Descartes aborde ensuite la liberté acquise avec l’âge : “mon esprit est libre de
tous soins”. Son esprit semble apaisé et dénué d’éléments qui pourraient le
détourner de son objectif initial. On peut parler d’émancipation liée à l’âge. Ce
dernier est désormais reposé et prêt à se lancer dans cette tâche complexe où il
est dans une solitude qui lui est agréable, “paisible”. La solitude permet une
rétrospection et un accès à la liberté en se protégeant de l’influence d’autrui. Il
veut s’appliquer “sérieusement” à son travail. Cette solitude revêt le caractère
d’une solitude d’esprit. On peut supposer qu’avant cet âge il n’avait pas de temps
à consacrer à cette tâche et qu’il ne pouvait pas faire un bon travail donc qu’il
laissait passer des erreurs dans son étude des fausses opinions. Il souligne la
liberté intellectuelle qu’il s’est pourvue pour détruire les fausses opinions
autrement dit “[ses] anciennes opinions”. Le fait de douter de ce que l’on savoir
constitue une étape clé à l’accès au savoir. Mais on peut se poser la question qui
est de douter de tout n’est pas possible en termes de temps et donc de se demander
si c’est la meilleure démarche à suivre.

Ainsi, arrivé à un âge opportun à la remise en cause de ses opinions, Descartes se


sent prêt à commencer son entreprise. Pour « arriver à ce dessein » qui est de «
détruire toutes [ses] anciennes opinions », Descartes cherche à remettre en cause
ses opinions fausses une par une. D'une part c'est par la raison que Descartes
souhaite formuler des jugements concrets dans le but de trancher entre la véracité
et la fausseté de ses opinions. Pour se faire, il compte accorder une part de
certitude à chacune de ses opinions, même à celles qui lui semble être douteuse
ainsi qu’à celles qui ne lui sont pas entièrement "certaines et indubitables".
Avant de s'assurer de la validité ou non de certaines opinions, Descartes commence
par croire en chacune d'elles. Il ne néglige alors pas les opinions qui pourraient
paraître « fausses ». Descartes cherche à faire passer par l'épreuve du doute ses
opinions. Le doute est considéré comme la finalité des recherches philosophiques,
il permet d'hésiter et ainsi d'être méfiant au sujet de la véracité d'un fait.
Descartes renie les anciennes vérités préétablies. Le meilleur moyen de mettre en
évidence l'« indubitable » et la prétendue vérité est de les confronter à l'épreuve
du doute systématique. C'est en passant l'épreuve du doute qu'une opinion devient
plus forte, et au contraire le moindre doute au sujet d'une opinion suffirait à ce
que Descartes la «[rejette] ». Ce doute pourrait s'apparenter à un doute sceptique
qui ne croit en aucune vérité générale. Mais Descartes souhaite tout de même
trancher entre le vrai et le faux des opinions par le doute cartésien. Le doute
cartésien est conçu comme provisoire et méthodique et cherche à accéder au vrai.

D'autre part, c'est aussi la raison qui lui fait comprendre que douter de ses
opinions une par une est impossible.
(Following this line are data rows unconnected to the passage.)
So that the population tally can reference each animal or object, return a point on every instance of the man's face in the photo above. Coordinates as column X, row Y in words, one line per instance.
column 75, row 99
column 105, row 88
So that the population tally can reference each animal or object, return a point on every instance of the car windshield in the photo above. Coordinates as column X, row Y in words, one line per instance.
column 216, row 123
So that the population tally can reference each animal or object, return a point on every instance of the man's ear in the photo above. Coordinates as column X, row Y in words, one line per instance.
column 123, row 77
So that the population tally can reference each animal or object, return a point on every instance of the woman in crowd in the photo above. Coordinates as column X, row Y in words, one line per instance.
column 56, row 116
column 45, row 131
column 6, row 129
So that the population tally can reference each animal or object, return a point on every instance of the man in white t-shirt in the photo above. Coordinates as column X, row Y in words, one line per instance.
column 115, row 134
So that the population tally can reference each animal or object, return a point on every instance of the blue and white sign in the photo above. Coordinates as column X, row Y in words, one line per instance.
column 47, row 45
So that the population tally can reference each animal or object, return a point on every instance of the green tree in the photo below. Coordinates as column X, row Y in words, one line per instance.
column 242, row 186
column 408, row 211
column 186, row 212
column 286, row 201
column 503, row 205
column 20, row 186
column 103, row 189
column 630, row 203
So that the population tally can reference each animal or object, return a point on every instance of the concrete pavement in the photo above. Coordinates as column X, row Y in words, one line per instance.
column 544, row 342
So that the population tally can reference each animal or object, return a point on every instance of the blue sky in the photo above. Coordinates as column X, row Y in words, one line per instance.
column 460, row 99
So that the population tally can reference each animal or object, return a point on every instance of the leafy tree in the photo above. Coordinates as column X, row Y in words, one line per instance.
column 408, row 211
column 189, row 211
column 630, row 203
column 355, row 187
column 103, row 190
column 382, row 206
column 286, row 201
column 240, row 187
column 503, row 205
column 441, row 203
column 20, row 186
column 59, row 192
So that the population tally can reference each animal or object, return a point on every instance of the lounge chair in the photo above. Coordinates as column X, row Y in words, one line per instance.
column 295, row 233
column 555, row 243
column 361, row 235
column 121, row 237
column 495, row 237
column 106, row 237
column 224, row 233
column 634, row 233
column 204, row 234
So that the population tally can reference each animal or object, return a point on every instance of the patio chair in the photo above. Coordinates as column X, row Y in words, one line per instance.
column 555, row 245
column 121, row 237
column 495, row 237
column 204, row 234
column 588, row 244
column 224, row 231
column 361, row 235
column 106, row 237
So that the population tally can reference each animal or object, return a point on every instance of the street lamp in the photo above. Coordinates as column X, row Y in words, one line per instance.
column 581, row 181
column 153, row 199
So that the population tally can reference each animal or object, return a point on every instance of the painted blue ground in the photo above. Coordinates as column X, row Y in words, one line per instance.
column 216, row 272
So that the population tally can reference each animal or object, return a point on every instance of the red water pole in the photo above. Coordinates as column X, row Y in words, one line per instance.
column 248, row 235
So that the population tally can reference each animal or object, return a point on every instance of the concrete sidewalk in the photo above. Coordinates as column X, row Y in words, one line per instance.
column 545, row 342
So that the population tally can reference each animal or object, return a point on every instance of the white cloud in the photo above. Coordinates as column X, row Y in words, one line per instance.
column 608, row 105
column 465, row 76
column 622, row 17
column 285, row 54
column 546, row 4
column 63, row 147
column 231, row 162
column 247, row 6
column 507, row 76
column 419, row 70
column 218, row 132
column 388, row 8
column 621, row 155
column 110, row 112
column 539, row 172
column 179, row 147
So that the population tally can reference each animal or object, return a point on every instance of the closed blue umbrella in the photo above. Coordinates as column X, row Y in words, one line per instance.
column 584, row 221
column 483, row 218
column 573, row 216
Alors il ne lui sera pas nécessaire d'examiner
toutes ses opinions. Il a également conscience que de cette manière, sa tâche
s'apparenterait à un "un travail infini" (ligne 22). Il lui serait alors impossible
d'atteindre son objectif dû au manque de temps. C'est pourquoi il apporte la
solution qui lui permettra d'arriver à bout de son entreprise. Il s'appuie alors
sur une métaphore illustrant les ruines sur lesquelles reposent le reste de
l'édifice. Et que l’effondrement de ce dernier "entraînera avec lui tout le reste
de l'édifice" (l.24). Il fait alors allusion aux opinions fausses qui sont la
source de ses principes. Où ici, les ruines représentent les principes formés par
l'ensemble des fausses opinions et l'édifice les fausses opinions prises pour
véritables. Descartes va alors couper le mal à la racine et cherche alors à
reformer des « principes » qui sont les bases solides des opinions. Ainsi, Pour
déterminer, le degré de vérité d'une opinion, Descartes éprouve le besoin de
remonter aux principes autrement dit aux "ruines". Car toute vérité est suspendue,
et douteuse tant qu'elle n'est pas rattachée à un principe qui la soutient. C’est
en établissant la cohérence des fondements sur lesquelles tiennent ses opinions que
Descartes pourra leur apporter une certitude.